Mom and I are driving through the rain.
It's just after ten, and the sun is setting in that glorious burn which only happens over the city skyline - rain is falling, unnaturally heavy rain, and it's me and Mom in a car, trying to get home. We've just had Christmas dinner; it was a rich meal, too filling, and the heat from the fireplace shimmered in ice and crystal, tinsel on the tree.
Everyone had been there - my three grandparents, all four parents, my sister, Auntie Glo - everyone but my husband, who didn't exist. Hugs all around, hugs like the low blue flame over firewood, hugs of happiness and holding on to the past and remembering how good it used to be, before I grew up and could see.
Outside there was an Englishman with a beard and a cigarette, waiting to audition for some play, the long history of my life, the Shakespeare of the every day - I wanted to say hello.
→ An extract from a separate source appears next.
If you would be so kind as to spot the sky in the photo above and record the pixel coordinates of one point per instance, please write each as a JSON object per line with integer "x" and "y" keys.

He didn't see me.
In the car, I explain to my mother how the sun stays up, well into the night, and how life doesn't start until ten o'clock, when raucous music bursts out into the streets, wild and unfettered. We pass a church, and I consider stopping the car right there and kneeling in the rain, outside the doors, until God lets me in again.
I say, "If I could, I would live here every day of my life."
My mother, driving in the rain, says, "I know."
It's a longing like hunger in me - so much so that once I week, in my sleep, I return there and try to find all the places I remember: a gold and chestnut restaurant on the river, a mountain where the fairies live; a bar filled with students on trad night, a market of fresh eggs and meticulously butchered meat. When I sleep I try, panicked, to get back there - I'm in an airplane looking over the impossibly green patchwork of grass, or I'm walking down the hill and past the river to Patrick Street, or I'm in a play of prophetic poetry and I can't remember my lines.
There's a part of me, a part I miss like a phantom heartbeat, which is always there.
Yeats wrote many well-known poems, and the following is one of the most famous, perhaps for its pureness, a simplicity, an image with which we can all identify, a longing for solitude and home. The poem, "The Lake Isle of Innisfree," was beautiful when I first heard it, but now it holds a double meaning for me, a beauty and a truth. It's that hunger, the gnawing of a belly half-full, the meter of the tide, the thrumming of bees, the purple and bright midnight.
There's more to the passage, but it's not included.